L’hôpital doit son nom à Khaled ben Abdelaziz Al Saoud, ancien roi de l’Arabie saoudite.

Dans les années 1970–1980, période marquée par l’expansion de l’aide au développement des pays du Golfe, l’Arabie saoudite a contribué au financement de plusieurs infrastructures en Afrique, dont des établissements de santé.

Selon AGNews (« Santé : mésentente à l’hôpital Roi Khaled de Bujumbura »), la construction et l’équipement de cet hôpital à Bujumbura ont bénéficié d’un appui financier saoudien, notamment sous le règne du roi Khaled. En reconnaissance de cette contribution, les autorités burundaises ont choisi de donner son nom à l’établissement.

Une coopération qui se prolonge dans le temps

Cette collaboration ne s’est pas arrêtée à la construction de l’hôpital. Elle s’inscrit dans une relation plus large entre le Burundi et l’Arabie saoudite.

En effet, la République du Burundi a ratifié un accord de financement avec le Fonds saoudien de développement pour soutenir des projets d’infrastructures, notamment dans le secteur de la santé (Ministère des Finances du Burundi, Loi n°1/08 du 30 mai 2024).
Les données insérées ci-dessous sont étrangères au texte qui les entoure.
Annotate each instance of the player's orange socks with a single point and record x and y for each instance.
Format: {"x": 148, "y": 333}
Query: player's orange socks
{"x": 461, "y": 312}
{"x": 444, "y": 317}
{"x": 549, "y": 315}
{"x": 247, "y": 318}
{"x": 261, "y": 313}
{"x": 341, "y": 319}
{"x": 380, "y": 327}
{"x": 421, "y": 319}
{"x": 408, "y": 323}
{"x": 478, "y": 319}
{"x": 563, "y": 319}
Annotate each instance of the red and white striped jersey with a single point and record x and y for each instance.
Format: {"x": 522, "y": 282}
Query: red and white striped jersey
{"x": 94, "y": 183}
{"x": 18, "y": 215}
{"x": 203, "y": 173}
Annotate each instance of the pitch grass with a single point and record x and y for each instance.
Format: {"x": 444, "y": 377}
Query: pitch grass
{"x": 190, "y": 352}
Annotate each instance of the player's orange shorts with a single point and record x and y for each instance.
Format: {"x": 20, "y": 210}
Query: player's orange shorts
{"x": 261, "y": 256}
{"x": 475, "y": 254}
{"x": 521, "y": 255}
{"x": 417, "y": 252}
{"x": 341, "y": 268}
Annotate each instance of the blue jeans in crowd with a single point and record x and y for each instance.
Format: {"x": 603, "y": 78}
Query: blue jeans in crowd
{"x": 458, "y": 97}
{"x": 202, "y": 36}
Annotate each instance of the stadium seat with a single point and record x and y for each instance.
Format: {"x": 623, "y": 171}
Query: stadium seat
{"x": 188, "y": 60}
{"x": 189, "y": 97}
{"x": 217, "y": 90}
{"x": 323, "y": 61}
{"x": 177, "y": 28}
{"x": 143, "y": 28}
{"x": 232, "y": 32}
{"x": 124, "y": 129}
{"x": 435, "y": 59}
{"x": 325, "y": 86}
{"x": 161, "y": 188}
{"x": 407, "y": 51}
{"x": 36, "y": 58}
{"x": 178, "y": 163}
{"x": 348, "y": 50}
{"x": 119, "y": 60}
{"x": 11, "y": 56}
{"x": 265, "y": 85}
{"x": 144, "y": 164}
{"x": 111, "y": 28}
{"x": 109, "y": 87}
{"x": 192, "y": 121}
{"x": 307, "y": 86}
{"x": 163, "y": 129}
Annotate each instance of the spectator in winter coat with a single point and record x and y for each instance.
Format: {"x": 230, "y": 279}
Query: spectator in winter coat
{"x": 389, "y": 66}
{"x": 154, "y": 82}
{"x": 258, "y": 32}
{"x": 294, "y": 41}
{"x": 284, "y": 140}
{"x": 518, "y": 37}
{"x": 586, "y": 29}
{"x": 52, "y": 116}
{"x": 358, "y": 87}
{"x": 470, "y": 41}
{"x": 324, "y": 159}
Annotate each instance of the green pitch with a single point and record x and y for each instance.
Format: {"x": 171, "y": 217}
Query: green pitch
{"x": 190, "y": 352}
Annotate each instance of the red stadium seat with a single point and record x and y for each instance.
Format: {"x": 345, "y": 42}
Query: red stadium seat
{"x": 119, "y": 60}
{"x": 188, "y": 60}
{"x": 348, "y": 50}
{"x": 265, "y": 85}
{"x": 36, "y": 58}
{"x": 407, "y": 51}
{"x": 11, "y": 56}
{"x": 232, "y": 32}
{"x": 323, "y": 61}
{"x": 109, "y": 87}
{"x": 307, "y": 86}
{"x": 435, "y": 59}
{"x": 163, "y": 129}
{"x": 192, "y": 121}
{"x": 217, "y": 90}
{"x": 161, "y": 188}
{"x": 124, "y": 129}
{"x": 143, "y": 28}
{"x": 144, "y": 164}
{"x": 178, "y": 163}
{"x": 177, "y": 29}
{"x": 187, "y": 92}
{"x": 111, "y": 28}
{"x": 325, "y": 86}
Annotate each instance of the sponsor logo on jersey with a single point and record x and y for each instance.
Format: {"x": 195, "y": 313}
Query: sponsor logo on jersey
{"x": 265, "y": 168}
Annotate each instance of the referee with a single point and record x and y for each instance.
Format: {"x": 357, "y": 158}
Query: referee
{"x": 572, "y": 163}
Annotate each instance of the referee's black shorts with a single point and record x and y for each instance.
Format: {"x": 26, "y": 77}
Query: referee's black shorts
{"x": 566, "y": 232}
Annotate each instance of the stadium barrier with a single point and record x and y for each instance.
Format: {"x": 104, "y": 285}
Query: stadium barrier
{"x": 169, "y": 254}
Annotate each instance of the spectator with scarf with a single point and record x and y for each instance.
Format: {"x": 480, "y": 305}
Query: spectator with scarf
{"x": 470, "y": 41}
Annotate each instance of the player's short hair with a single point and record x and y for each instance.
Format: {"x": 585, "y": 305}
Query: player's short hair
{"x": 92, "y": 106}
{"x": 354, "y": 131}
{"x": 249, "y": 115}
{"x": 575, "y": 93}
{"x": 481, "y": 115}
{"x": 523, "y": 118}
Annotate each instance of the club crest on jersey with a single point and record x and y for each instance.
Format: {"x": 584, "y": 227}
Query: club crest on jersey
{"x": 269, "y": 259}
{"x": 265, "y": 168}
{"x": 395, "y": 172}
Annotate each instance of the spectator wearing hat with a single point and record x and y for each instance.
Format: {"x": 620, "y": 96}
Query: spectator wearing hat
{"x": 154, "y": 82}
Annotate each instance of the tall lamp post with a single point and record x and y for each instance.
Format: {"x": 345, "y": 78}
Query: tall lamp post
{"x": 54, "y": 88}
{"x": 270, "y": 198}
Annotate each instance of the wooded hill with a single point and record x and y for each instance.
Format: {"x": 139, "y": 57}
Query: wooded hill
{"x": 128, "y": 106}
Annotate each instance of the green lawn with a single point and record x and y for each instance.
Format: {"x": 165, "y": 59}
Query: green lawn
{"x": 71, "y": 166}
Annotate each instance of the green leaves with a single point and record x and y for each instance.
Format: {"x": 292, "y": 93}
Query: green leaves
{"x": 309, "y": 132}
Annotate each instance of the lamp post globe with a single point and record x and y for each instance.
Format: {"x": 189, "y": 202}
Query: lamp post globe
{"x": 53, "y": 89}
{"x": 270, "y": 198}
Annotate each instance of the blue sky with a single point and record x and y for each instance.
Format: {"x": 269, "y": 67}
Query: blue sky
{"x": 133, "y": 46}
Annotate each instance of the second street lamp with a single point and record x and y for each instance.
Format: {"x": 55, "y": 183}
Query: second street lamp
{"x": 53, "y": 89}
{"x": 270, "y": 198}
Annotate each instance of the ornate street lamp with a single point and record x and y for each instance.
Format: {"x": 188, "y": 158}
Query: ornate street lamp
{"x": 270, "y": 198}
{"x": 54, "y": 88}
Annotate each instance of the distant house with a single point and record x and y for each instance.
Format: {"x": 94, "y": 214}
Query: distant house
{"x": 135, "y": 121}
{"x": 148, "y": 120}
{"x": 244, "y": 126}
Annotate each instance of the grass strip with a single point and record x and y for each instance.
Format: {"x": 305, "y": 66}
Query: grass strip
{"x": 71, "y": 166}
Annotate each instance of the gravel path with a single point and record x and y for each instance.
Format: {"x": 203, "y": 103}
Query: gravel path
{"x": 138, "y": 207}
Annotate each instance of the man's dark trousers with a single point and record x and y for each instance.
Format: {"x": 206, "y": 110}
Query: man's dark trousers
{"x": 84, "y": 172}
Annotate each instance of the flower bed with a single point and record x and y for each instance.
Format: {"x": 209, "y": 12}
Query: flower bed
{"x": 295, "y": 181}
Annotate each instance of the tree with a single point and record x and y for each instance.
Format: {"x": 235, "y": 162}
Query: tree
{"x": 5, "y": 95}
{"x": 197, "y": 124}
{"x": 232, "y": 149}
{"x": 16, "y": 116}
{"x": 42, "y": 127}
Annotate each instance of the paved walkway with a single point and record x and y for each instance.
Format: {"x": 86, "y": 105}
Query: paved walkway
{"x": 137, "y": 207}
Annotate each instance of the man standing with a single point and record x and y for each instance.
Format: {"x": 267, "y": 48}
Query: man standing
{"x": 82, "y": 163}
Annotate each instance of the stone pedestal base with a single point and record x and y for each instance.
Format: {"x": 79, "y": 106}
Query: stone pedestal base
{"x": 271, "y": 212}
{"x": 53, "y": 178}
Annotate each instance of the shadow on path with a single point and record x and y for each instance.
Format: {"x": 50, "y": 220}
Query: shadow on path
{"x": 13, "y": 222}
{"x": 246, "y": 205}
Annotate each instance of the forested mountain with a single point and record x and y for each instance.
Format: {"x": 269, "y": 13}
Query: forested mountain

Par ailleurs, des échanges diplomatiques récents évoquent la réhabilitation de l’hôpital Roi Khaled comme un axe de coopération bilatérale (Le Renouveau du Burundi, couverture de la visite d’un ministre d’État saoudien).

Un symbole diplomatique

Attribuer à un hôpital le nom d’un chef d’État étranger n’est pas anodin. Il s’agit d’une pratique diplomatique courante visant à :

  • saluer un appui financier ou technique,
  • consolider les relations bilatérales,
  • inscrire ce partenariat dans la mémoire collective.

Dans ce contexte, le nom « Roi Khaled » symbolise les liens historiques entre le Burundi et l’Arabie saoudite dans le domaine de la santé.

Un établissement stratégique pour le Burundi

Aujourd’hui, le CHUK demeure un centre de référence incontournable. Il assure la prise en charge de cas médicaux complexes, la formation des futurs professionnels de santé, ainsi qu’un rôle clé dans le fonctionnement du système hospitalier national (Petit Futé, fiche descriptive du Centre hospitalo-universitaire Roi Khaled).

Au-delà de sa fonction médicale, l’hôpital Roi Khaled reste ainsi le témoin vivant d’une coopération internationale qui a contribué à façonner le paysage sanitaire burundais.